O secretário do CRM, João Batista Gomes, mostrou-se
indignado ao informar que o conselho não tem acesso a algumas grades
curriculares de cursos de Medicina. "É um crime abrir faculdade sem
hospital universitário", argumentou. Christiano Canêdo, da Fhemig,
teve apoio dos presentes ao citar a interiorização das residências
como um passo importante para a solução do problema da falta de
vagas. "Cidades grandes como Governador Valadares, Teófilo Otoni e
Varginha não têm programas de residência médica", falou.
Outro ponto de consenso foi citado pela professora
Rosa Malena de Faria, que vê no que chamou de "desospitalização da
residência", ou seja, atividades voltadas também para a área
ambulatorial, um dos caminhos para a solução do problema. Médicos
presentes na platéia se manifestaram a favor de que todas as escolas
de medicina tenham um hospital-referência. Tiesenhausen contrapôs
que cidades como Teófilo Otoni e Governador Valadares não têm
residência médica, mas seus profissionais fizeram residência em Belo
Horizonte e são competentes para serem preceptores nessas
cidades.
O presidente da comissão, deputado Carlos Mosconi,
fez uma avaliação positiva dos trabalhos. Disse que há consenso com
pequenas variações em todas as posições colocadas no debate, mas
manifestou "uma certa angústia por receio de que as coisas não saiam
como deveriam". Para ele, a residência não acompanha a evolução da
Medicina como deveria. "Desde que eu era estudante de Medicina, no
final da década de 60, ouço a mesma conversa. Por que não aumentam
as ofertas de residência, se tantos as querem e o sistema precisa?
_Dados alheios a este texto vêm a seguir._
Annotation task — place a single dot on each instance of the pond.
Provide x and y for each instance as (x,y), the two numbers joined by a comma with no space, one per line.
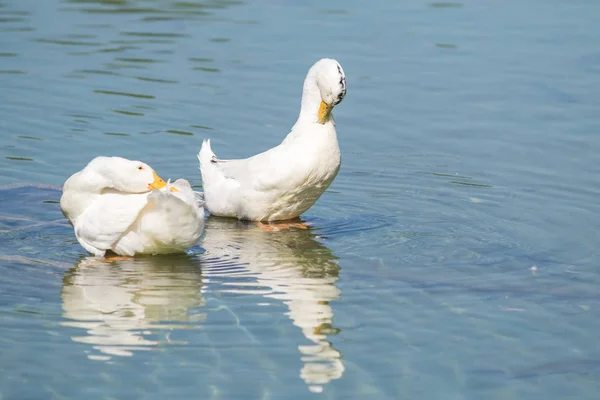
(455,256)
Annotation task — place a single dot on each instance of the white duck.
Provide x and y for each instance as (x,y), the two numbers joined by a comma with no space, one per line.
(285,181)
(113,204)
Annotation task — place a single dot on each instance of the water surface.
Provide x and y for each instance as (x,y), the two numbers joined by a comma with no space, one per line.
(455,256)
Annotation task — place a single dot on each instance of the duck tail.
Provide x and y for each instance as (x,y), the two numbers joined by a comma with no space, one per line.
(207,169)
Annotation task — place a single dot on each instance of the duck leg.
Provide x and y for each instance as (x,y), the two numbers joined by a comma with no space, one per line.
(281,225)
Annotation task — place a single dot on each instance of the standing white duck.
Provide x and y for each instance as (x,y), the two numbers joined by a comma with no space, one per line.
(285,181)
(124,206)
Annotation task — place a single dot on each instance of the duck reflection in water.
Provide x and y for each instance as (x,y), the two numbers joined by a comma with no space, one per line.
(125,303)
(290,266)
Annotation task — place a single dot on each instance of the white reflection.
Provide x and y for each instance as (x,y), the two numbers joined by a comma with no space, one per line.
(289,266)
(124,305)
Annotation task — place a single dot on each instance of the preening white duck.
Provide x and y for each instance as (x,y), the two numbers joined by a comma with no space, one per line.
(124,206)
(285,181)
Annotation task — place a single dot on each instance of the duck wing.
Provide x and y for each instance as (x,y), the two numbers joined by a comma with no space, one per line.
(108,218)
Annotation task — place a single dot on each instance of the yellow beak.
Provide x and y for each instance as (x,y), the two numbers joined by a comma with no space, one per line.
(158,182)
(324,112)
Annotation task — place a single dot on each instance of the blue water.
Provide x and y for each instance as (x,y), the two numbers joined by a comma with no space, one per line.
(454,257)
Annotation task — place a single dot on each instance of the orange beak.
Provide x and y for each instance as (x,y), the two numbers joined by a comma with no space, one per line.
(158,182)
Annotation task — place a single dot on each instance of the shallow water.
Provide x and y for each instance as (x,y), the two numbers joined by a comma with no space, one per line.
(455,256)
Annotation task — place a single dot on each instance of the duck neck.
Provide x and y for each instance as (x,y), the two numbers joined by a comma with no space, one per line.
(311,100)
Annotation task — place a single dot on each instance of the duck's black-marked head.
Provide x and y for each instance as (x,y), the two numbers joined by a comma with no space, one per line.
(331,81)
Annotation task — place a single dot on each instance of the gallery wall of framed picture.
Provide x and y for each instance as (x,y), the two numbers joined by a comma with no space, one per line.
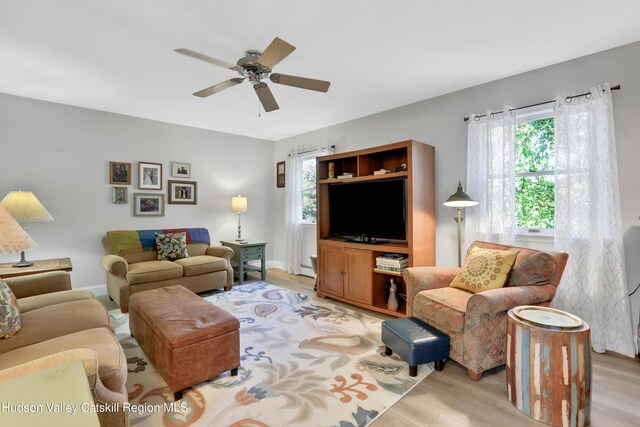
(150,177)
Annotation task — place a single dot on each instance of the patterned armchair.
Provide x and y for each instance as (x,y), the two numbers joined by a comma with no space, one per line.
(477,323)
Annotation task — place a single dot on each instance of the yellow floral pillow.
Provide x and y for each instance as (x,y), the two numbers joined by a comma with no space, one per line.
(484,269)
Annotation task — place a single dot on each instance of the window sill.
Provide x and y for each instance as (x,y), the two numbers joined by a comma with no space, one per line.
(534,237)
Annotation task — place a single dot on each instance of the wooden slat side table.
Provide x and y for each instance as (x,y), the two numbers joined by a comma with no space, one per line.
(41,266)
(549,369)
(245,252)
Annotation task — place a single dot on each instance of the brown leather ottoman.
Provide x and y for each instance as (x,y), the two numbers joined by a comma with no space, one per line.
(188,339)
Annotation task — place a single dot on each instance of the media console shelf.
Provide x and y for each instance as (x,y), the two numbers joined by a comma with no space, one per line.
(347,270)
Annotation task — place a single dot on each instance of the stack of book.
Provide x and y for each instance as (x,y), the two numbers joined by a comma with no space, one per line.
(392,262)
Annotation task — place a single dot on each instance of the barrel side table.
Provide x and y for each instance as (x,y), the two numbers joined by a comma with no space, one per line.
(549,365)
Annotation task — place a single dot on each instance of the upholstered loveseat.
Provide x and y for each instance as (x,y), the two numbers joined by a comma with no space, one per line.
(60,325)
(132,264)
(476,323)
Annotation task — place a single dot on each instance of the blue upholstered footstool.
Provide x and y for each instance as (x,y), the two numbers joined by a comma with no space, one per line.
(416,342)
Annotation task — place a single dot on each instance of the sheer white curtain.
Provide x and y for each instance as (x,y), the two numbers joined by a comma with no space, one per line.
(293,213)
(491,178)
(588,224)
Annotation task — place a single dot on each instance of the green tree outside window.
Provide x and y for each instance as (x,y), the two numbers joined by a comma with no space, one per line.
(309,190)
(535,181)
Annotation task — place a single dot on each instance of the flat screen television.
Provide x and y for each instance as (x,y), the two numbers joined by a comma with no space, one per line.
(369,210)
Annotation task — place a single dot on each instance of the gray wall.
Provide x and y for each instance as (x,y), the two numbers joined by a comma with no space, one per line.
(438,121)
(62,154)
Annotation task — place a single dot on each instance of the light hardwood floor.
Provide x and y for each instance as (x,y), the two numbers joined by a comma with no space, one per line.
(449,398)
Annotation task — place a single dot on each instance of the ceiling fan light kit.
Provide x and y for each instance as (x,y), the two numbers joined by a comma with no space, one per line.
(256,67)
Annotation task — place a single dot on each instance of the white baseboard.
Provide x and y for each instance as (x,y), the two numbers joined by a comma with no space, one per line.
(275,264)
(305,271)
(97,290)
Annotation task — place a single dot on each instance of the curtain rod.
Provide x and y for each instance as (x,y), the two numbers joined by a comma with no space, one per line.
(311,150)
(616,87)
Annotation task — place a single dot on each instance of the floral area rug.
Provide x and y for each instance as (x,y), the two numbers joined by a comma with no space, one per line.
(304,362)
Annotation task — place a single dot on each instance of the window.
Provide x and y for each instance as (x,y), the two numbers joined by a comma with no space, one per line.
(534,172)
(309,190)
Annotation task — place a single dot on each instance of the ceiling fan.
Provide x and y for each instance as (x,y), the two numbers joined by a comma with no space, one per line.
(257,66)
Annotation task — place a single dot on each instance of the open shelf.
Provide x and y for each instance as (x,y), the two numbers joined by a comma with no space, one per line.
(364,178)
(387,272)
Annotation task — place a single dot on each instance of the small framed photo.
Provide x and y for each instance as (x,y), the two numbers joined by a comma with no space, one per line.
(149,176)
(120,195)
(280,174)
(180,170)
(148,204)
(183,192)
(119,173)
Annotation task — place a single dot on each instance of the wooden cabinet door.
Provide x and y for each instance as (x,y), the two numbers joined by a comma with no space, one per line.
(358,266)
(331,272)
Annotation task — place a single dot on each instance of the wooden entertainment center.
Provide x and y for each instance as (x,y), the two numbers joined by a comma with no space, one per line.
(347,270)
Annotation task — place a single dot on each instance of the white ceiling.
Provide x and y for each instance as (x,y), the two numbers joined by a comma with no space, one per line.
(117,55)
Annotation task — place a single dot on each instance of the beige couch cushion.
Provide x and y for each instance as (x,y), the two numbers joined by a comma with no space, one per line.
(112,364)
(44,300)
(57,320)
(444,308)
(153,271)
(196,265)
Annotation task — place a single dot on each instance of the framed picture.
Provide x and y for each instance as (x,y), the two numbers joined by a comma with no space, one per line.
(180,170)
(280,174)
(120,195)
(148,204)
(183,192)
(119,173)
(149,176)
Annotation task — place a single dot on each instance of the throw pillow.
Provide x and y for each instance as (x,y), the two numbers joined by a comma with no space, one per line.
(172,246)
(9,312)
(484,269)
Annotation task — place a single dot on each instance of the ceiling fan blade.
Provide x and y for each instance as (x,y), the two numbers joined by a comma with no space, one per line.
(206,58)
(219,87)
(275,52)
(301,82)
(266,97)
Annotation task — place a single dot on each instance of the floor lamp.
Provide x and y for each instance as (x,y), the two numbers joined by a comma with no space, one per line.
(239,205)
(460,200)
(24,206)
(13,238)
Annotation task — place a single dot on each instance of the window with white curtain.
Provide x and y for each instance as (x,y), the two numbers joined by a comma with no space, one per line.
(308,193)
(534,170)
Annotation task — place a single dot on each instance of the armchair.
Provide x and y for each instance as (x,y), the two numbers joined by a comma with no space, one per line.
(477,323)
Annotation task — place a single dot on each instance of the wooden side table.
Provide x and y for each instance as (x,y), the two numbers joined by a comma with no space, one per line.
(549,366)
(41,266)
(245,252)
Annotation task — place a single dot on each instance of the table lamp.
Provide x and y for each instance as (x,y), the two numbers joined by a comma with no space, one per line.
(239,205)
(13,238)
(23,206)
(460,200)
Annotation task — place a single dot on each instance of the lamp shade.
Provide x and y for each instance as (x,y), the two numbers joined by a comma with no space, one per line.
(25,207)
(239,204)
(13,238)
(460,199)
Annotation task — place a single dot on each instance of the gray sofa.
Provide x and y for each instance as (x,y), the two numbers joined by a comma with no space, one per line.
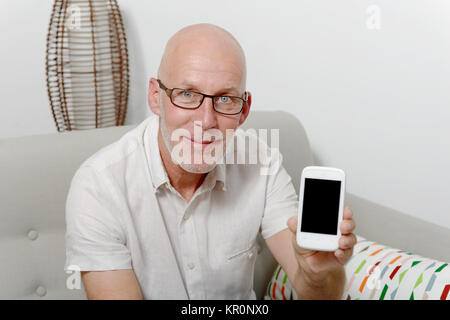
(36,172)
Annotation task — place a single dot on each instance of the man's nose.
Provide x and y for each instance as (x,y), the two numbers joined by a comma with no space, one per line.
(206,113)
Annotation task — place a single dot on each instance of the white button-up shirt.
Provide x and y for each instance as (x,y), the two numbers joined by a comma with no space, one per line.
(123,213)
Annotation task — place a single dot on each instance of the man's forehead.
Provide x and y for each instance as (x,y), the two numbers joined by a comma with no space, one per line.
(203,48)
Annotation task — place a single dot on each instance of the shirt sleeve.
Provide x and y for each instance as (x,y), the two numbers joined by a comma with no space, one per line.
(281,201)
(95,239)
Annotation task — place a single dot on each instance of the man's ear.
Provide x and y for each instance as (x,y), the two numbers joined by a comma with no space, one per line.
(246,109)
(153,96)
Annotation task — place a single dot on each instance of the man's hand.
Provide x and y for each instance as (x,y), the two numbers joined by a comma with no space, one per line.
(316,267)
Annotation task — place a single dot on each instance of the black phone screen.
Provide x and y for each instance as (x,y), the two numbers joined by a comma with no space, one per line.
(320,211)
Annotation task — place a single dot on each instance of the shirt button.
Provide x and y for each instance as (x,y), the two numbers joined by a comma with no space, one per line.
(191,266)
(33,235)
(41,291)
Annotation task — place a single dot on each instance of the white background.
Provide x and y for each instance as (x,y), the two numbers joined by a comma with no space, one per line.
(375,103)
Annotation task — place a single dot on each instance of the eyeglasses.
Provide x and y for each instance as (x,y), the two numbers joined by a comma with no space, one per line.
(188,99)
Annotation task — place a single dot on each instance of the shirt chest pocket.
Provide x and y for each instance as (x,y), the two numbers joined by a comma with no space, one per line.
(235,274)
(245,253)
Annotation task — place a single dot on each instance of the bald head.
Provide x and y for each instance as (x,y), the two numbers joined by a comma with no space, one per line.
(202,46)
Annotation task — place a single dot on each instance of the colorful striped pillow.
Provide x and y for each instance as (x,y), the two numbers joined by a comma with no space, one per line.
(379,272)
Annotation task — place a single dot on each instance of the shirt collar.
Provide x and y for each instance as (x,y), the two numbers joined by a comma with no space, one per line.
(158,172)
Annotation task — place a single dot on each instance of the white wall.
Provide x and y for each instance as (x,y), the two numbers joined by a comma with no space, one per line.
(373,102)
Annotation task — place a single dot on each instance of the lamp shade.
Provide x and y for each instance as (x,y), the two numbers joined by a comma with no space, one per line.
(87,64)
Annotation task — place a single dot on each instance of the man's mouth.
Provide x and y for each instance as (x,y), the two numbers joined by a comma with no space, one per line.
(203,142)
Na verdade, o profissional de saúde no Brasil é um herói, que
consegue oferecer serviços de boa qualidade a despeito das condições
de trabalho e de salário", opinou.
Mosconi disse que a Comissão de Saúde vai organizar
as diversas sugestões do debate por origem e encaminhá-las para os
diversos órgãos, especialmente para o Conselho Nacional de
Residência Média, para que a questão possa ser resolvida a
contento.
Presenças - Deputados
Carlos Mosconi (PSDB), presidente; e Doutor Rinaldo (PSB).